The wire shelf assembly 10 shown in Figure 1 may include an end component, or lip, 62 mounted along its lower edge of the shelf assembly 10 to prevent items from falling off of the shelf assembly 10. As an alternative to the wire shelf, the shelf assembly 10 may use, for example, a plastic shelf mat assembly or a solid piece of sheet metal or plastic. The shelf assembly 10 could even be without a shelf surface altogether and may simply form an"open" shelf. Alternatives to the wire-formed bars (end bar 18, side bar 20 and mounting bar 14) are also contemplated and such alternatives would not depart from the scope of the invention.

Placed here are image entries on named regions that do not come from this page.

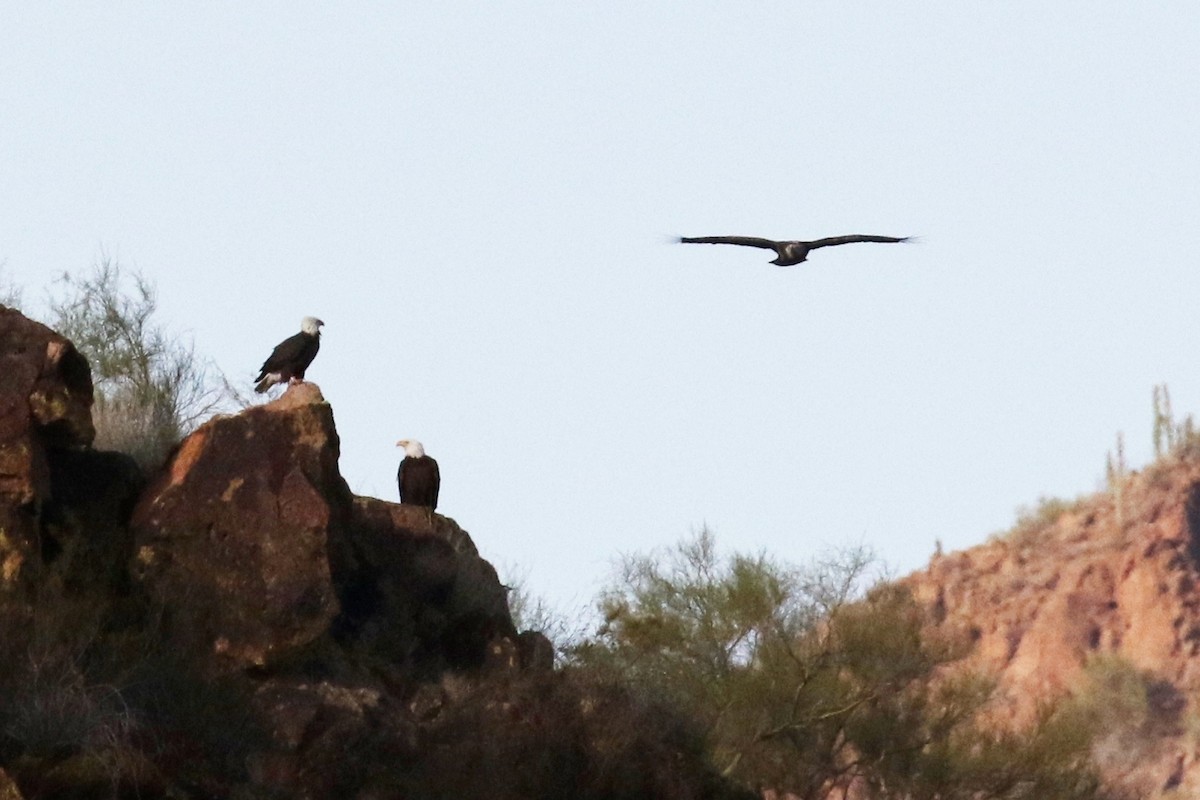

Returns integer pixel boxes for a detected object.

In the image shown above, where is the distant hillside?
[904,448,1200,799]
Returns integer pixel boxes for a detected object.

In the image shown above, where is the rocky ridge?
[0,307,738,800]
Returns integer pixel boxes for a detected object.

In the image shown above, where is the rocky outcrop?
[0,315,744,800]
[906,457,1200,798]
[131,384,350,673]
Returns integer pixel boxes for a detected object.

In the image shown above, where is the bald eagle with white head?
[254,317,325,395]
[396,439,442,513]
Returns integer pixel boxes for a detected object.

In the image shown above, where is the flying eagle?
[679,234,912,266]
[254,317,325,393]
[396,439,442,513]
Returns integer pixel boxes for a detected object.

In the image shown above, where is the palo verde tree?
[50,257,228,468]
[569,531,1100,800]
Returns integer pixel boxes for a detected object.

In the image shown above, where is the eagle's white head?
[396,439,425,458]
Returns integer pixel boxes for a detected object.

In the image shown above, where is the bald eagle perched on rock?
[396,439,442,513]
[254,317,325,395]
[679,234,912,266]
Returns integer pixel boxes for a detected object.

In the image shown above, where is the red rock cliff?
[906,456,1200,798]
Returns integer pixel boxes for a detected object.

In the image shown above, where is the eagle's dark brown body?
[679,234,910,266]
[396,453,442,511]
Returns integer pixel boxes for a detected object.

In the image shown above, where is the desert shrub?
[1072,652,1194,798]
[50,258,227,469]
[571,531,1099,800]
[404,668,755,800]
[992,497,1087,547]
[0,582,144,786]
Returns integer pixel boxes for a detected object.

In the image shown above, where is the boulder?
[131,384,350,673]
[332,498,516,675]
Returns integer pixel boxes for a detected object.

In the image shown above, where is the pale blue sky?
[0,1,1200,606]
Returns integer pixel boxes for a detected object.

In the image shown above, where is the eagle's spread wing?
[679,236,779,249]
[257,333,312,380]
[803,234,908,249]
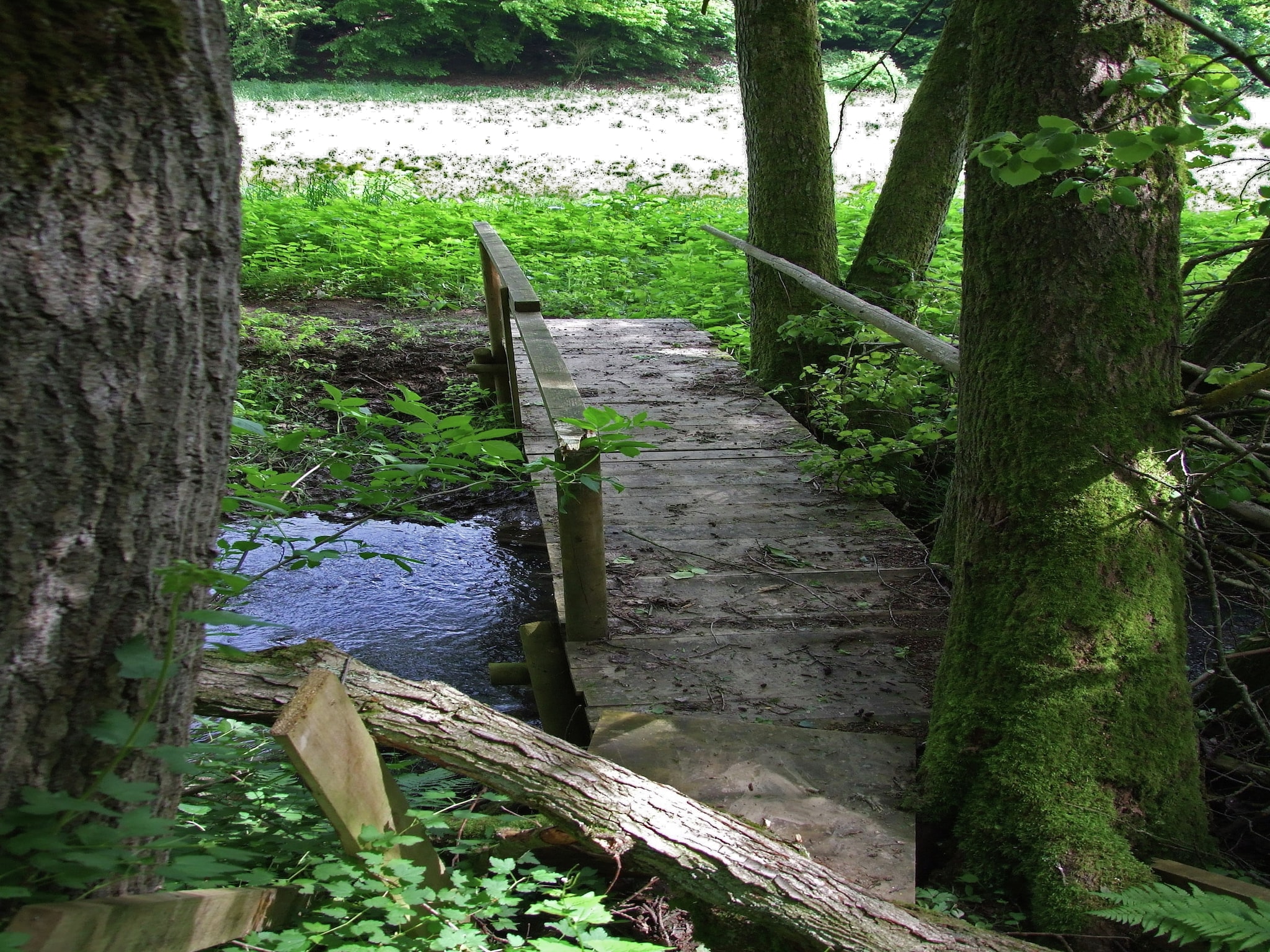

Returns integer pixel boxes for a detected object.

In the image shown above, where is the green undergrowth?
[165,718,675,952]
[242,174,1264,527]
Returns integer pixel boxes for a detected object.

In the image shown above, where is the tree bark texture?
[197,640,1036,952]
[0,0,239,822]
[735,0,838,389]
[1184,229,1270,367]
[921,0,1207,932]
[846,0,974,307]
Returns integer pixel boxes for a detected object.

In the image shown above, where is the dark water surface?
[216,517,555,716]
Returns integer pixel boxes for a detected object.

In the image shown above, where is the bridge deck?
[520,320,945,901]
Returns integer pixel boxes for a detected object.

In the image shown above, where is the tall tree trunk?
[735,0,838,389]
[846,0,974,307]
[1185,227,1270,367]
[0,0,239,832]
[921,0,1207,930]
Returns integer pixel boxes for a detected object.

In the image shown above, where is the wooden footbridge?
[473,222,945,901]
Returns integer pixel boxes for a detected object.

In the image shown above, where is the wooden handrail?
[471,221,608,654]
[473,221,587,451]
[701,224,961,373]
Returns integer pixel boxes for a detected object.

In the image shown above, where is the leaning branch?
[1147,0,1270,86]
[197,641,1039,952]
[701,224,961,373]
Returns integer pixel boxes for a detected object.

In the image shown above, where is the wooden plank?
[567,627,926,728]
[515,311,585,449]
[5,888,300,952]
[589,711,917,902]
[1150,859,1270,905]
[473,221,542,311]
[269,670,443,888]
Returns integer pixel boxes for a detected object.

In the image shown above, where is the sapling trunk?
[846,0,975,315]
[735,0,838,389]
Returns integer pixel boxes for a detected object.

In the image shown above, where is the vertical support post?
[521,622,590,746]
[556,447,608,641]
[500,287,522,428]
[477,241,512,403]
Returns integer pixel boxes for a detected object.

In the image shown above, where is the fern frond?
[1095,882,1270,952]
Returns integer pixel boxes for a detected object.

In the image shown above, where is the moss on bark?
[921,0,1207,930]
[846,0,975,314]
[735,0,838,389]
[0,0,185,174]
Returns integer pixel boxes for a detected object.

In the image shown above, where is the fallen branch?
[197,641,1037,952]
[701,224,961,373]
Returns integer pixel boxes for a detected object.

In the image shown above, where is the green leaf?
[1046,132,1076,155]
[1001,162,1040,187]
[480,439,525,459]
[670,565,708,579]
[114,635,162,679]
[1036,115,1080,132]
[230,416,265,437]
[274,430,309,453]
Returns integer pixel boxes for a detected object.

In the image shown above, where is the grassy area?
[242,173,1263,355]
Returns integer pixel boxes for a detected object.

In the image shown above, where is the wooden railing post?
[521,622,590,746]
[480,244,512,403]
[556,448,608,641]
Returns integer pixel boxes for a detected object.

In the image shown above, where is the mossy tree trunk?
[921,0,1207,932]
[735,0,838,389]
[1184,229,1270,367]
[0,0,239,832]
[846,0,975,314]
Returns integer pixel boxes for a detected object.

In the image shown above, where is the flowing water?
[215,517,555,716]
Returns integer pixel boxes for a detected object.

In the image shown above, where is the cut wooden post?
[5,888,298,952]
[269,670,445,889]
[489,661,531,687]
[477,242,512,403]
[464,346,507,399]
[1150,859,1270,905]
[521,622,590,746]
[556,448,608,641]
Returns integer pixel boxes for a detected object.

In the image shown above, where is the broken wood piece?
[269,669,445,889]
[197,641,1037,952]
[5,888,300,952]
[1150,859,1270,905]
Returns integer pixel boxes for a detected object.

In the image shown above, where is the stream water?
[213,517,555,716]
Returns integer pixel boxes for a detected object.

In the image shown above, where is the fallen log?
[195,641,1039,952]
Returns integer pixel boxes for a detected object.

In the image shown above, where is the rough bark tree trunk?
[197,641,1037,952]
[735,0,838,389]
[921,0,1207,932]
[846,0,974,315]
[1184,227,1270,367]
[0,0,239,827]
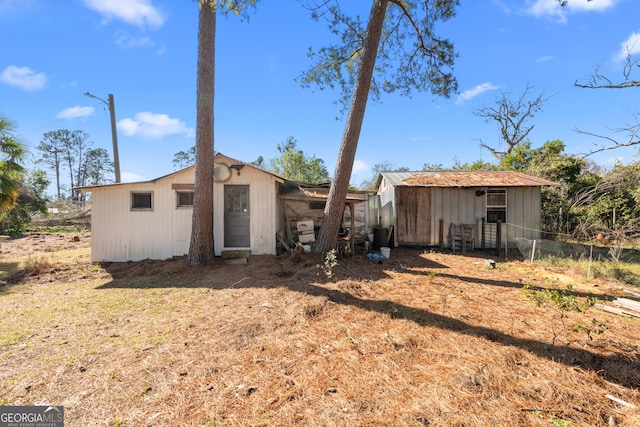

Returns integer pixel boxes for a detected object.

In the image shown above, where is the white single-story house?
[369,171,558,249]
[79,154,284,262]
[78,153,376,262]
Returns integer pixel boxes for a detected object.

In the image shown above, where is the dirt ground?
[0,234,640,426]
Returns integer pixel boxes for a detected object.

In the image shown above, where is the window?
[487,189,507,223]
[176,191,193,208]
[131,191,153,211]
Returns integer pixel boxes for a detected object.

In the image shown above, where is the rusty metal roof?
[380,171,558,187]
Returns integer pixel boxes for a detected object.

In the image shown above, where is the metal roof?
[378,171,559,187]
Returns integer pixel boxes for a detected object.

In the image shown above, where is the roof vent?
[213,163,231,182]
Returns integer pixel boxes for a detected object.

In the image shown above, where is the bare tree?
[473,85,549,160]
[574,49,640,89]
[574,50,640,157]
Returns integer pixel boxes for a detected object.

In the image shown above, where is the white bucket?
[380,246,391,258]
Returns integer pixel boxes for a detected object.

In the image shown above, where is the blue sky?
[0,0,640,191]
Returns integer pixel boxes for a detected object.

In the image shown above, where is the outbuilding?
[369,171,558,250]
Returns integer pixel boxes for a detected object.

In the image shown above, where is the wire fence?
[485,223,640,262]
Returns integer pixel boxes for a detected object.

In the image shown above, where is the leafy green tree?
[572,162,640,240]
[251,156,267,169]
[360,160,409,190]
[37,129,92,199]
[36,131,64,200]
[78,148,113,186]
[300,0,459,253]
[172,145,196,170]
[0,115,26,218]
[0,170,51,235]
[501,140,600,233]
[270,136,329,184]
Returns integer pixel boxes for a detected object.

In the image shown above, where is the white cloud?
[456,82,498,105]
[526,0,618,23]
[120,172,146,182]
[84,0,165,28]
[536,55,553,62]
[616,33,640,60]
[118,111,193,139]
[116,34,155,49]
[0,65,47,91]
[56,105,95,119]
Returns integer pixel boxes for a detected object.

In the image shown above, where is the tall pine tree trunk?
[188,0,216,267]
[316,0,389,253]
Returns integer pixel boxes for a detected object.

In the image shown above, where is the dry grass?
[0,237,640,426]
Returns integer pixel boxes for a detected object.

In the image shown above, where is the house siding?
[84,155,282,262]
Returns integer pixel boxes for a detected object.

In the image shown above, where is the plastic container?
[380,246,391,258]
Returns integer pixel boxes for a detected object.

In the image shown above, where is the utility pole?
[84,92,120,182]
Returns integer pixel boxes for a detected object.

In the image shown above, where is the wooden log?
[276,230,291,252]
[595,304,640,318]
[623,289,640,298]
[613,298,640,313]
[289,243,304,264]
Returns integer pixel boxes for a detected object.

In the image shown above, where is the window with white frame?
[176,191,194,208]
[131,191,153,211]
[487,188,507,223]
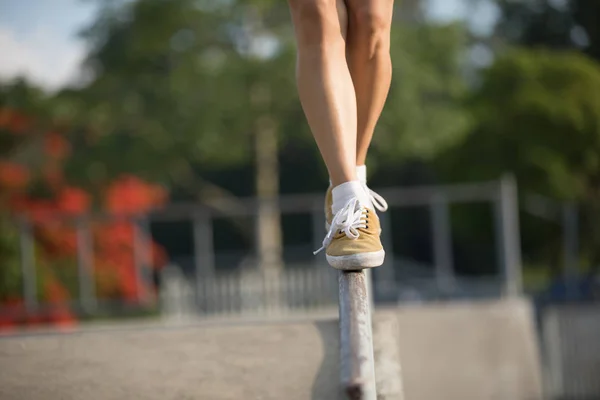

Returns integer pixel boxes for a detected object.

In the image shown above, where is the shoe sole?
[327,249,385,271]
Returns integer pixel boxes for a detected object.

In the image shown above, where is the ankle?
[331,180,373,215]
[356,164,367,185]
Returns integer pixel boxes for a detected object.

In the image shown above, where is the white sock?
[329,165,367,186]
[356,165,367,185]
[331,181,373,215]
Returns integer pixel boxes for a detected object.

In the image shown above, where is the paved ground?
[0,301,541,400]
[0,321,339,400]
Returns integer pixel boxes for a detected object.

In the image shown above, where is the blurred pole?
[133,217,152,303]
[312,206,327,268]
[494,175,523,297]
[77,218,97,313]
[373,211,398,300]
[193,213,215,300]
[430,194,456,296]
[562,202,579,299]
[19,217,38,311]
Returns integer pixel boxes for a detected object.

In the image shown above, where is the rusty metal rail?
[339,271,377,400]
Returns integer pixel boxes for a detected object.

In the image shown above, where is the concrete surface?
[397,300,542,400]
[0,301,541,400]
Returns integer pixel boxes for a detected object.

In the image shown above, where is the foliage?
[0,95,166,327]
[439,49,600,272]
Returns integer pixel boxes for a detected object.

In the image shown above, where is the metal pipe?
[77,218,97,313]
[430,194,456,296]
[338,271,377,400]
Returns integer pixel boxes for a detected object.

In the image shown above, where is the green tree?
[496,0,600,60]
[440,49,600,272]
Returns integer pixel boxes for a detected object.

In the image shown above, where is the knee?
[289,0,340,47]
[351,6,392,57]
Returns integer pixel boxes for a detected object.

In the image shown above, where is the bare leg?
[288,0,357,186]
[346,0,394,165]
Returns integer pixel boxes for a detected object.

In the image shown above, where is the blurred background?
[0,0,600,398]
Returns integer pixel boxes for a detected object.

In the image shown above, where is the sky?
[0,0,497,91]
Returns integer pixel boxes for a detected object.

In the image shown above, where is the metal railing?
[2,177,522,315]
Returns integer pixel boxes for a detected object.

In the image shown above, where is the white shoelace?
[367,188,388,212]
[313,195,368,255]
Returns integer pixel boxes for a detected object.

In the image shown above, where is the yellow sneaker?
[324,185,388,231]
[315,199,385,271]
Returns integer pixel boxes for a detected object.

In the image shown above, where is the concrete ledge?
[395,300,542,400]
[0,321,339,400]
[0,301,541,400]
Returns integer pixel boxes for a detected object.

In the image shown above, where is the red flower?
[56,187,91,215]
[106,176,166,214]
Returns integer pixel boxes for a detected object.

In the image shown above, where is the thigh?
[344,0,394,26]
[288,0,348,38]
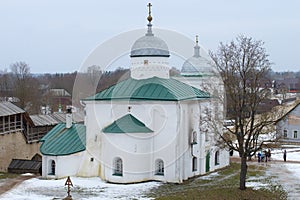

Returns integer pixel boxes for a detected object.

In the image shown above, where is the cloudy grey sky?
[0,0,300,73]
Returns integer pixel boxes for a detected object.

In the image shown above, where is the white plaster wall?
[42,152,84,178]
[80,94,229,183]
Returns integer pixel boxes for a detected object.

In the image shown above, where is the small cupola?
[66,107,73,128]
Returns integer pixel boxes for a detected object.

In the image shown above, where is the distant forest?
[0,62,300,114]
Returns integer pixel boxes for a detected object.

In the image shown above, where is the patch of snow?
[21,173,34,176]
[198,172,219,180]
[0,177,161,200]
[246,182,268,190]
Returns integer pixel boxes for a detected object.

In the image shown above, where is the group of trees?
[0,62,128,114]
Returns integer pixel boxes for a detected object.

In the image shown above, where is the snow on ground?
[0,177,160,200]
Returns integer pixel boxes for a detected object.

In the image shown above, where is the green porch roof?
[40,123,86,156]
[84,77,210,101]
[102,114,153,133]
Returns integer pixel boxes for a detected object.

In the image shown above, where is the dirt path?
[0,175,35,195]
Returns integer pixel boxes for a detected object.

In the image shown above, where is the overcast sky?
[0,0,300,73]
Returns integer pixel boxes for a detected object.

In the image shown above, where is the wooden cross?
[147,3,152,16]
[65,176,73,197]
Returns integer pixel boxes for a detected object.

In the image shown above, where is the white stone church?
[40,5,229,183]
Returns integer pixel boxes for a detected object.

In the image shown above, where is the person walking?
[283,150,286,162]
[257,152,261,162]
[268,149,271,161]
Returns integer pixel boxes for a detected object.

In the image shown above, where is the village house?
[40,4,229,183]
[276,101,300,142]
[0,101,83,173]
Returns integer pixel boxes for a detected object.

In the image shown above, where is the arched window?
[50,160,56,175]
[192,131,197,144]
[113,158,123,176]
[155,159,165,176]
[192,157,197,172]
[215,151,220,165]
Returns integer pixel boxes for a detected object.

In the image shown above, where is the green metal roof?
[84,77,210,101]
[102,114,153,133]
[40,123,86,156]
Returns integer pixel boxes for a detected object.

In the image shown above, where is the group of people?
[257,149,287,162]
[257,149,271,162]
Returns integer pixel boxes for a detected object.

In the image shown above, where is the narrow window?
[283,130,287,138]
[113,158,123,176]
[215,151,220,165]
[192,131,197,144]
[155,159,165,176]
[192,157,197,172]
[50,160,56,175]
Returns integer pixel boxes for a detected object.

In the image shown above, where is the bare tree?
[10,62,40,113]
[210,35,276,190]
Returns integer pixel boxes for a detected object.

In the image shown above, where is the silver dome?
[130,23,170,57]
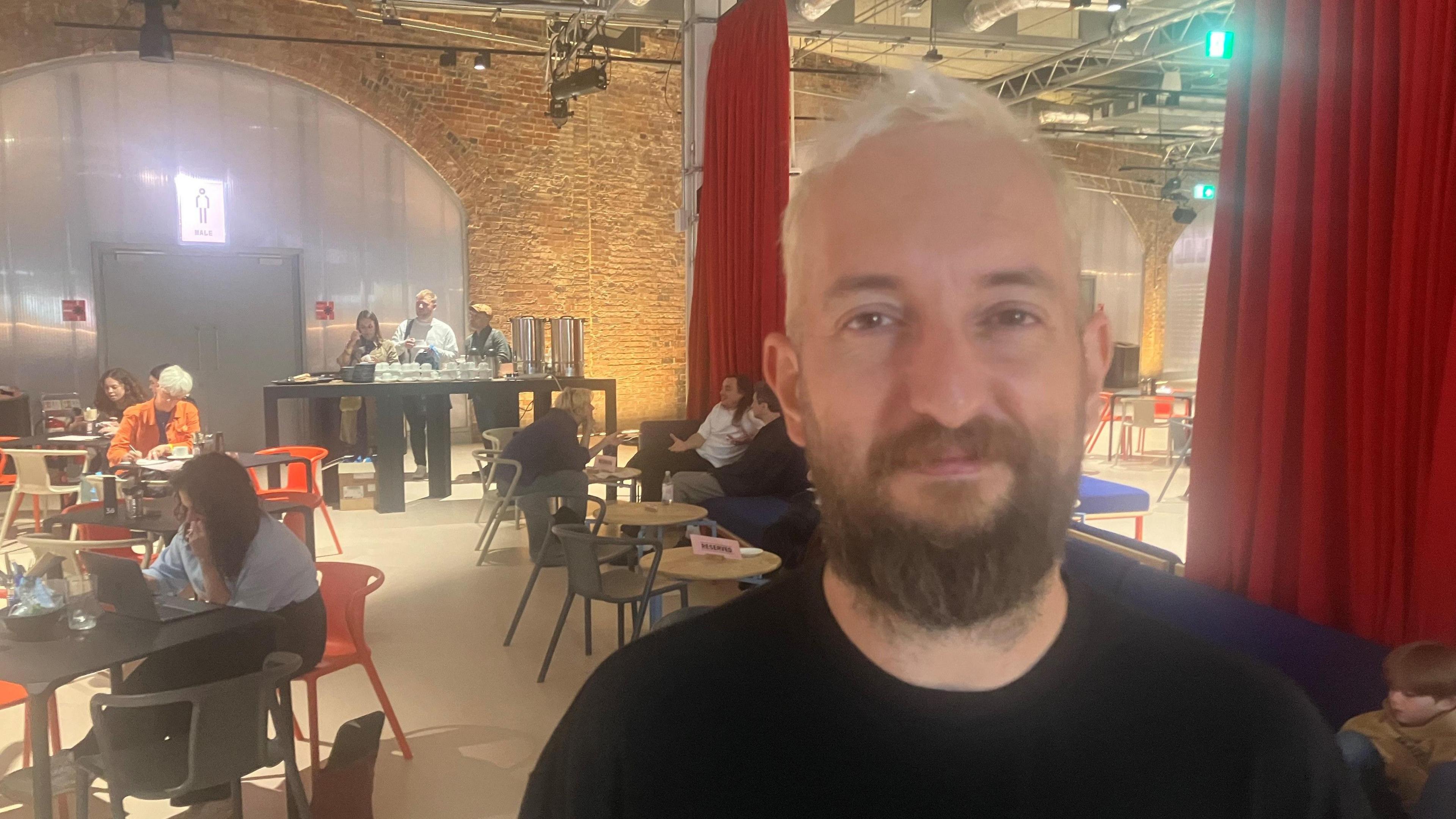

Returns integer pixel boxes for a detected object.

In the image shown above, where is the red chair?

In a second embodiment of the invention, the pivoting mechanisms are secured to the corner assemblies instead of to the mounting bars. With reference to Figure 5, which is a partial view for illustrating the differences in this embodiment, the pivoting mechanisms 16 are shown secured to the corner assemblies 15. As with the first preferred embodiment, the side bars 20 may slide or telescope relative to the end bars 18, thereby adjusting the length of opposing lateral sides of the shelf assembly 10 as the shelf assembly 10 is tilted to a desired angle.

As will be appreciated, the adjustable shelf of both the first and second embodiments allows for tilting of the

shelf by providing 1) a pivoting feature and 2) an extendible side feature. Alternatives or modifications of these embodiments that accomplish these two features are within the scope of this invention. For example, instead of the adjustable-length lateral support assemblies 12 pivoting, the mounting bars 14 could pivot, either relative to the lateral support assemblies 12 or the corner assemblies 15. In addition, various types of pivoting mechanisms could be used for pivotally connecting the lateral support assemblies 12, the mounting bars 14 and the corner assemblies 15. The disclosed C-shaped bracket 46 and pin 44 is just one non-limiting example of such a pivoting mechanism.

In a third embodiment of the present invention, the end bars 18 and the side bars 20 may be rigidly secured to the mounting bars 14, and the mounting bars 14 may be rigidly secured to the corner assemblies 15, as shown in Figure 6.

The shelf assembly 10 may thereby be securely maintained in a horizontal position, or at any other predetermined orientation, while a width of the shelf assembly 10 can be adjusted.

Although specific embodiments of the present invention have been described above in detail, it will be understood that this description is merely for purposes of

illustration. Various modifications of and equivalent structures corresponding to the disclosed aspects of the preferred embodiments in addition to those described above may be made by those skilled in the art without departing from the spirit of the present invention which is defined in the following claims, the scope of which is to be accorded the broadest interpretation so as to encompass such modifications and equivalent structures.